I'm just wondering how they are doing it. How they prioritize what goes into on-board memory and what goes into system RAM. Is it game dependent or is it fully on-the-fly, do they have to make game profiles, this is the stuff I'm wondering the most about. Because if they can achieve this fully on-the-fly without any profiles, just a really intelligent algorithms (maybe assisted with driver updatable algorithms on software level) that could be really sweet.
Resource streaming has to be implemented in the game engine.
Prefetching in CPUs works by finding access patterns; e.g. access of block at address x, then x + k, then x + 2k, but it has three requirements:
- The data to be accessed needs to be specifically laid out the way it's going to be accessed.
- There has to be several accesses before there can be a pattern, which means several cache misses, which in turn means stutter or missing resources.
- The patterns have to occur over a relatively short time, and there is no way you can look for patterns in hundreds of thousands of memory accesses. A CPU for comparison looks through a instruction window of up to 224 instructions. For GPUs we have queues of up to several thousands of instructions, and it's not like the driver is going to analyze the queues for several frames to look for patterns and keep a giant table and resolve that immediately.

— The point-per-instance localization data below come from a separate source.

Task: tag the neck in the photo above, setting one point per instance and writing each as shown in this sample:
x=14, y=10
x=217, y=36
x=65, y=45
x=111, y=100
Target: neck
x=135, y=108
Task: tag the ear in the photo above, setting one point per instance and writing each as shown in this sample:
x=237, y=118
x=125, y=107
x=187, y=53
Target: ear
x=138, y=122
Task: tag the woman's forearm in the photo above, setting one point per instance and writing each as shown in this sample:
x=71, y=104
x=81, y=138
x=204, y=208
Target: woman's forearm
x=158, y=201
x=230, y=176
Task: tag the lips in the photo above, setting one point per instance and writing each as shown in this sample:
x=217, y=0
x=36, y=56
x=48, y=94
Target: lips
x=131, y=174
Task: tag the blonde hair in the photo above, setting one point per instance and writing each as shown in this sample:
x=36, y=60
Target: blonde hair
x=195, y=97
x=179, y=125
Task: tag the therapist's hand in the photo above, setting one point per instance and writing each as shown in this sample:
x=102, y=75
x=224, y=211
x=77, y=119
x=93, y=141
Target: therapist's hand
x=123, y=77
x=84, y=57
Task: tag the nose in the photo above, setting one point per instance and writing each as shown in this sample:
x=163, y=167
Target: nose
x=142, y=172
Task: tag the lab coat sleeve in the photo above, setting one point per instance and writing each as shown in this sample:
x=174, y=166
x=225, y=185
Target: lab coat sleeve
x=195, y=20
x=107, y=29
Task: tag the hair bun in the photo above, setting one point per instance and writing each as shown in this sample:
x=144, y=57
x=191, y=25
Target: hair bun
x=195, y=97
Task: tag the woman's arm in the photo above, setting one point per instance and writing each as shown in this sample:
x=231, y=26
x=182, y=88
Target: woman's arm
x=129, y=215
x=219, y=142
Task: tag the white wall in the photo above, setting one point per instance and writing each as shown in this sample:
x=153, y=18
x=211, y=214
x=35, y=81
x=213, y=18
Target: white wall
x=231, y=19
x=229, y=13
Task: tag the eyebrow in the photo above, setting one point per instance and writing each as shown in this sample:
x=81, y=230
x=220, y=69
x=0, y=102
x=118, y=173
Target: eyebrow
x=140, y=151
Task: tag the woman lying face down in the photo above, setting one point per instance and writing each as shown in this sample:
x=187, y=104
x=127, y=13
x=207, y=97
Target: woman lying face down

The only game data that would have benefits from this would be landscape data, but the data still needs to laid out in a specific pattern, which is something developers usually don't control. Also, this kind of caching would only work as long as the camera keeps moving in straight lines over time.

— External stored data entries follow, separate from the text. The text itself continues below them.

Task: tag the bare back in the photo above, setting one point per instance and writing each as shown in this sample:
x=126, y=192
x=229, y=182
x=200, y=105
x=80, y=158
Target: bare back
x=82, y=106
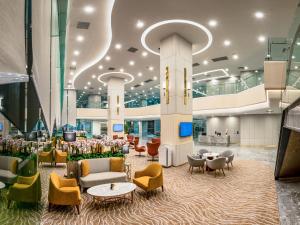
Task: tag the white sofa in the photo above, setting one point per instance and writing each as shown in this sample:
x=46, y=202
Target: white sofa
x=6, y=175
x=100, y=173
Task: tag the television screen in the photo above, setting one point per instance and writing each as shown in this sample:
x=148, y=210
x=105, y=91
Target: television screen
x=185, y=129
x=69, y=136
x=117, y=127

Resource streaming can be very successful when it's implemented properly in the rendering engine itself.
RX480 and RX580 might have 8GB, but they only have that and no more. RX Vega with HBC can address all the memory you have in the system. In my case that would be 16+ GB of always free RAM and 8GB on-board. Not even GTX 1080Ti or Titan X Pascal has that.

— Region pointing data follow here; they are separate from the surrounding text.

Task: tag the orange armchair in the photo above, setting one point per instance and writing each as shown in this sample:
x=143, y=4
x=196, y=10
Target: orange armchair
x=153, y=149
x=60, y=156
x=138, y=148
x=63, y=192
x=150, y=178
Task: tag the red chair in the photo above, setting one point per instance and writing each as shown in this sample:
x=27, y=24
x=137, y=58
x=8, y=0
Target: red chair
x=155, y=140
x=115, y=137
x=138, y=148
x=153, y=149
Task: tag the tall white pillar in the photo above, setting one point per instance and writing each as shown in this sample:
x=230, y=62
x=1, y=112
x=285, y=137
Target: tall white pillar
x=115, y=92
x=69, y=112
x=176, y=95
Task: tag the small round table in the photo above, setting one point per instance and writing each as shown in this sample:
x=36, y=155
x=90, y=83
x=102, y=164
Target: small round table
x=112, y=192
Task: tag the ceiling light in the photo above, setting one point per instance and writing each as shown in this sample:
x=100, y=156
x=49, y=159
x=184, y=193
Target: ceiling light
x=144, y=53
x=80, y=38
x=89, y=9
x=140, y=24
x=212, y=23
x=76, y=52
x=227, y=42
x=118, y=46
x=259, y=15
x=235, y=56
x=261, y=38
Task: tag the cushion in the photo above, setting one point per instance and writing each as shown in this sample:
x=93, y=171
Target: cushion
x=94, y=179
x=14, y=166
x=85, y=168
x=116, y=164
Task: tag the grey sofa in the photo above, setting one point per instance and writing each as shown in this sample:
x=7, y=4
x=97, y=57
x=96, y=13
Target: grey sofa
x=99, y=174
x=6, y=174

FYI: Sharing of memory between CPU and GPU has been available in CUDA for years, so the idea is not new. It does however have very limited use cases.
Problem with texture streaming is that you're essentially doing a VRAM+HDD/VRAM+SSD instead of something a lot faster. And Vega's HBC with VRAM+RAM (+SSD) could certainly address that far better in same way how CPU addresses it's memory hierarchically. L1 cache is VRAM. L2 is RAM. L3 can be SSD. Because texture streaming still causes hitching, stuttering and framerate lag when doing texture streaming the way current game engines do it (VRAM+HDD) because it's parsing textures from really slow medium.
As someone who has implemented texture streaming with a three-level hierarchy, I can tell you the problem is prediction. With HBC each access to RAM is still going to be very slow, so the data has to be prefetched. HBC is not going to make the accesses "better".